Le chantier de la “mauritanisation” des emplois — bien que mentionné — est toujours confronté à des freins majeurs : absence de profil qualifié, dépendance à la main-d’œuvre étrangère dans des secteurs clés, et résistance de certains employeurs. La plateforme « Rukhsa » censée réguler l’accès aux emplois étrangers est un bon outil… encore faut-il qu’elle soit utilisée avec rigueur et transparence.
Le rôle du patronat : mobilisation sincère ou opportunisme conjoncturel ?
Le président du patronat, Mohamed Zein El Abidine Ould Cheikh Ahmed, a salué la coopération croissante entre public et privé. Il a rappelé les efforts du secteur privé dans la formation et l’emploi, évoquant des partenariats stratégiques avec l’État. Là encore, le discours est bien rodé, mais sur le terrain, de nombreuses entreprises peinent encore à s’engager pleinement dans la formation de jeunes sans expérience, privilégiant souvent la sous-traitance ou les recrutements temporaires à bas coût.
Quant à l’appel à « valoriser les métiers manuels » et à « changer les mentalités des jeunes », il revient comme une rengaine. Mais peut-on vraiment leur demander d’embrasser des métiers « dévalorisés » sans garantir un salaire digne, une protection sociale minimale et une perspective d’évolution professionnelle ?
Formation professionnelle : la vraie promesse à concrétiser
Le ministre de la Formation professionnelle, Mohamed Melainine Ould Eyih, a lui aussi livré un bilan flatteur de la première mandature présidentielle : triplement des places dans les centres de formation, plus de 50 000 jeunes formés, et un objectif de 115 000 formés d’ici 2030. Mais là encore, rien n’a été dit sur les débouchés réels de ces formations, ni sur leur adéquation avec les besoins locaux et régionaux.
Former pour former est devenu une habitude. Ce qui manque cruellement, ce sont les mécanismes de suivi post-formation, les partenariats engageants avec des entreprises, et surtout une orientation claire vers les filières d’avenir (numérique, énergies renouvelables, agriculture modernisée).
Ce quatrième salon national de l’emploi se veut être une plateforme de dialogue.
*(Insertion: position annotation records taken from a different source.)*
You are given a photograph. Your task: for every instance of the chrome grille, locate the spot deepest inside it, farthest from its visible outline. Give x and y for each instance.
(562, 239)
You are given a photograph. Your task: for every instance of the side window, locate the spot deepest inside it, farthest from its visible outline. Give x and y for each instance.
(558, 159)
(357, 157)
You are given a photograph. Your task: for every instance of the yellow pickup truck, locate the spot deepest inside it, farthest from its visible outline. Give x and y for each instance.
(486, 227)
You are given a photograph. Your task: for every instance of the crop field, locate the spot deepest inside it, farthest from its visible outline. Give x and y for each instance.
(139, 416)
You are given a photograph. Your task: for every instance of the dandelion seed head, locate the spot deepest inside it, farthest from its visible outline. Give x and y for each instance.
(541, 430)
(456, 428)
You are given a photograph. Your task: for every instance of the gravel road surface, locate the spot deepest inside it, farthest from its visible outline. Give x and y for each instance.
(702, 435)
Mais il risque fort, comme les éditions précédentes, de s’enliser dans un bavardage technocratique, sans remise en cause structurelle du système.
Les jeunes Mauritaniens attendent des résultats, pas des chiffres. Ils attendent des perspectives, pas des salons. Ce n’est pas une photo avec un badge autour du cou qui crée un emploi, mais une politique cohérente, honnête, et suivie dans le temps.
Tant que l’on continuera à célébrer l’apparence d’une solution sans oser affronter les vraies causes du chômage et de l’exclusion — inégalités sociales, faible attractivité des secteurs productifs, échec du système éducatif, inertie de l’administration — la jeunesse continuera d’applaudir… de loin.
Cette cérémonie de plus n’est qu’un écran de fumée. Derrière, le chômage des jeunes reste massif, structurel, et ignoré. La mise en scène continue. Le changement, lui, attend toujours.